Are we missing a variable somewhere that we should be setting or is this really a bug?

-Nick

on a lark, I tried the following which seems to be another workaround:

export OMP_STACKSIZE=1000000
./pgi_omp_test
Numbers of cpus is 8
Warning: OMP_NUM_THREADS or NCPUS (10) greater than available cpus (8)
Max number of threads is 10
Warning: omp_set_num_threads (10) greater than available cpus (8)

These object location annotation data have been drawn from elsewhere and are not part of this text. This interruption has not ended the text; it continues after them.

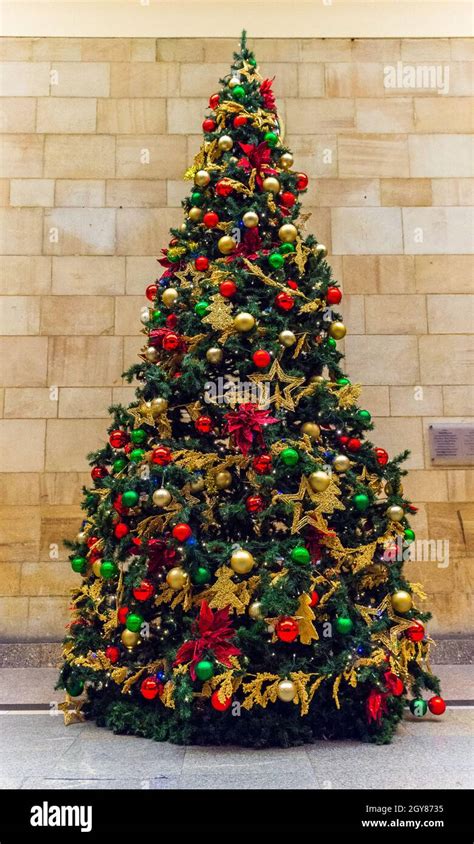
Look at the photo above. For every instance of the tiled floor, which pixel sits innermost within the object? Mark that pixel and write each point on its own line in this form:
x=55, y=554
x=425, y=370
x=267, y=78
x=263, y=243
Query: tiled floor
x=38, y=751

So setting OMP_STACKSIZE seems to override the behavior where PGI is getting the stack size set for threads from the user level process stack size. The user guide mentions this variable:

“Running Parallel Programs on Linux
You may encounter difficulties running auto-parallel or OpenMP programs on Linux systems when the
per-thread stack size is set to the default (2MB). If you have unexplained failures, please try setting the
environment variable OMP_STACKSIZE to a larger value, such as 8MB. For information on setting
environment variables, refer to “Setting Environment Variables,” on page 137.”

There is no mention of what happens when the stack size is too large (but I guess we found out).

I guess at this point, the question would be, is inheriting the user process level stacksize the expected behavior. We can have users set OMP_STACKSIZE or set a default that would work better in addition to our standard user limits. We just need to make sure that we understand what is going on here behind the scenes.

Hi Nick,

I guess at this point, the question would be, is inheriting the user process level stacksize the expected behavior.

Yes. It’s the default setting when OMP_STACKSIZE is not set.

We can have users set OMP_STACKSIZE or set a default that would work better in addition to our standard user limits.

Entirely up to you as to what works best for your site. Though, OMP_STACKSIZE is the OpenMP standard naming so should be supported by other compilers as well as PGI.